Doubt they will bother repairing it but happy to take your money. Negotiate them down for for what they say, certainly not 3-5k.

----------


## Bedford

When you hired it did you take an insurance option?

----------


## cyclic

No one can give you a cost from the pic.
Not really a panel beaters job, more like coach and body builder/special vehicle manufacturer.
The panels would have to be replaced, I doubt they would bog them up. 
Cannot tell if they are insulated panels or not, but, 
as Bedford said, I would hope you have insurance with the hirer.

----------


## ajm

Coach and body builders. Didn't think of them. Thanks cyclic. No excess reduction taken. It would have been voided anyway as the damage is above the top of the cab. Have already spoken to their corporate area and it goes out for quotes to three panel beaters, based on the pics they take. Not insulated panels BTW. He did say they replace the entire panel rather than repair. Thanks all for your input.

----------


## ajm

Turns out to be o y $1100 odd.
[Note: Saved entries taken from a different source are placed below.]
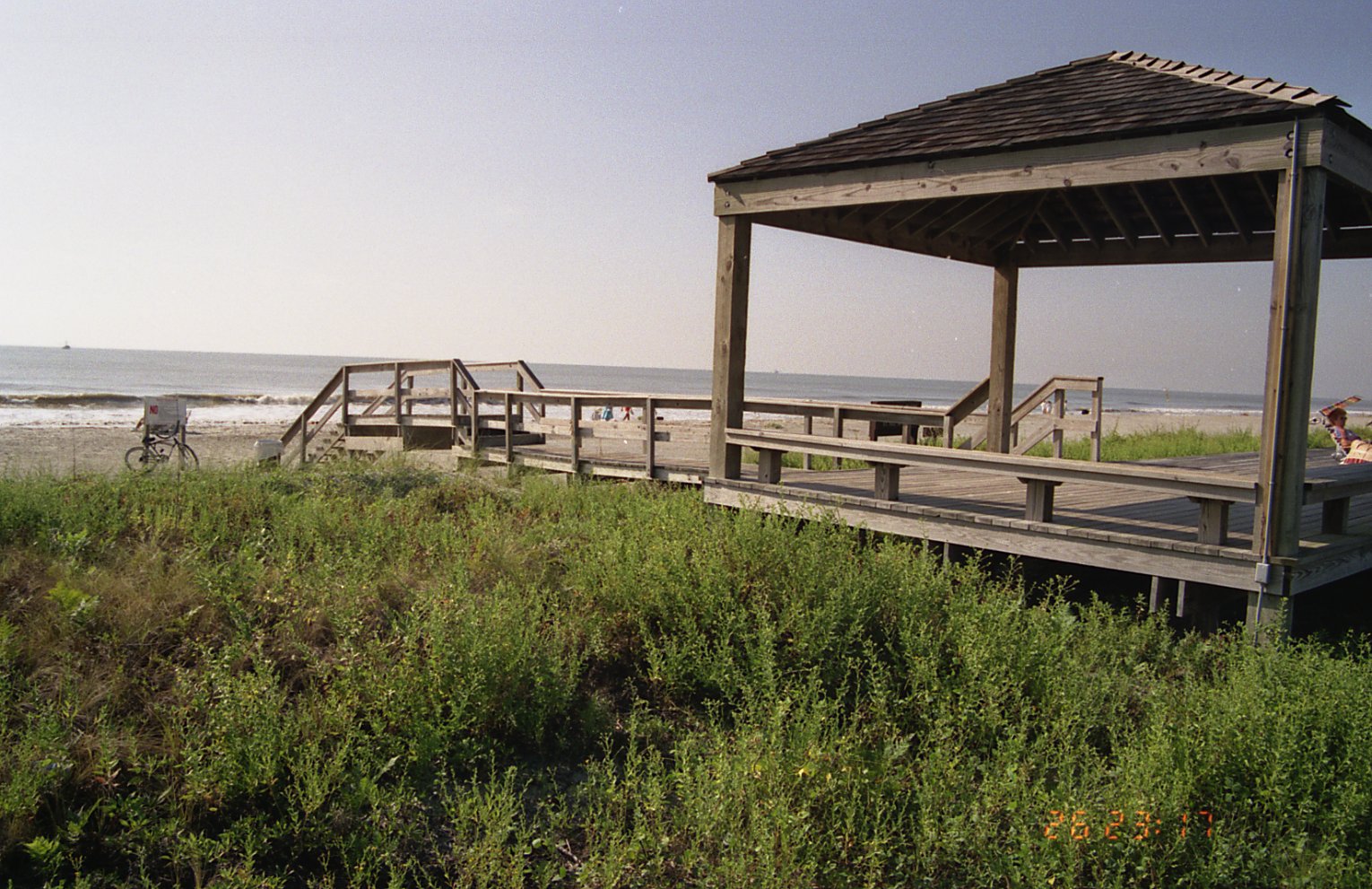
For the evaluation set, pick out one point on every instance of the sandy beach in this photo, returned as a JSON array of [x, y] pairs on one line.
[[75, 450]]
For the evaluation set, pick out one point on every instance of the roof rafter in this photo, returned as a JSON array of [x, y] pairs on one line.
[[1239, 225], [1121, 222], [1092, 235], [1193, 212], [1152, 214]]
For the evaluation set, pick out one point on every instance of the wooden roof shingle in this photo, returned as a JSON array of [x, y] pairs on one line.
[[1099, 98]]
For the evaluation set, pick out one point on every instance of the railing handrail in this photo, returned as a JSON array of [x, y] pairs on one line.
[[1180, 482], [302, 422]]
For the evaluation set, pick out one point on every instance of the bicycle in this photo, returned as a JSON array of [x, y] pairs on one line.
[[161, 449]]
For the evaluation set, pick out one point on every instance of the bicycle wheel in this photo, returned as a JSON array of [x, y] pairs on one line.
[[186, 458], [136, 458]]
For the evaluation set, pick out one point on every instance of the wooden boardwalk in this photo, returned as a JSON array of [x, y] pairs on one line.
[[1102, 526], [1179, 521]]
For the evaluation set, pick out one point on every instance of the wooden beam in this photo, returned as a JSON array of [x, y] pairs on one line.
[[735, 236], [1117, 217], [1079, 214], [1346, 157], [887, 484], [1222, 194], [1193, 213], [1021, 227], [1150, 158], [932, 222], [1154, 215], [1002, 401], [1296, 291], [1046, 217], [1266, 195], [1351, 244], [817, 224]]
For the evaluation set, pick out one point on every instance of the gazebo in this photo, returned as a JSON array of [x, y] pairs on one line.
[[1115, 160]]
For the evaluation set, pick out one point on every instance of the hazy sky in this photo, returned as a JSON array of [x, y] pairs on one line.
[[515, 180]]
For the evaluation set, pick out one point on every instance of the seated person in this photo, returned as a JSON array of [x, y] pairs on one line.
[[1348, 443]]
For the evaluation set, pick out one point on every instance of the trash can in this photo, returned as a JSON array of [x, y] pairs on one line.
[[268, 450]]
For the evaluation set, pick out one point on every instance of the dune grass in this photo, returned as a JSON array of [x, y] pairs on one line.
[[382, 675]]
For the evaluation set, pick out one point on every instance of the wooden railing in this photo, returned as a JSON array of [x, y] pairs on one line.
[[399, 401], [1211, 492], [1054, 393], [447, 393]]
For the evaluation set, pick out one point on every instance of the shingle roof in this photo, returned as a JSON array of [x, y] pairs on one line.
[[1098, 98]]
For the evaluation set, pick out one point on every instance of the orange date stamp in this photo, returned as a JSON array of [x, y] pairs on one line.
[[1124, 824]]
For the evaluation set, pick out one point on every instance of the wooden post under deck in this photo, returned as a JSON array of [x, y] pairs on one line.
[[735, 235], [1001, 404], [1286, 405]]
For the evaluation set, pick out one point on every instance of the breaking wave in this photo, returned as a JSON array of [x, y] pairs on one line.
[[118, 399]]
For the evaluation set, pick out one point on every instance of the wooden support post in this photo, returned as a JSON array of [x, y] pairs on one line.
[[1213, 524], [1333, 518], [1098, 405], [838, 432], [453, 396], [650, 440], [1286, 405], [1268, 616], [999, 406], [888, 482], [1157, 593], [1038, 500], [1059, 409], [768, 466], [476, 416], [577, 434], [343, 401], [735, 235], [509, 431]]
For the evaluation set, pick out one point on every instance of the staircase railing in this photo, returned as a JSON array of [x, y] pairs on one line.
[[1055, 394]]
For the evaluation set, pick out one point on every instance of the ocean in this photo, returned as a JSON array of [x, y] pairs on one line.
[[69, 388]]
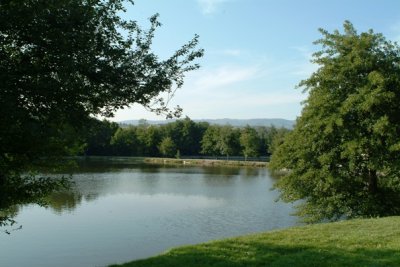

While more money than I can afford to throw away, it was certainly expecting it be far more. Thanks all.

----------


## phild01

I'd ask to see the repair.  Some rentals couldn't care less, or as in the news, just keep blaming future customers with automatic card deductions.

----------


## ajm

I have actually got them to give me the old sheets after the truck is repaired. Of that $1100, the actual sheets are only $60 each. We'll use them on the chicken coop.

----------


## phild01

> I have actually got them to give me the old sheets after the truck is repaired. Of that $1100, the actual sheets are only $60 each. We'll use them on the chicken coop.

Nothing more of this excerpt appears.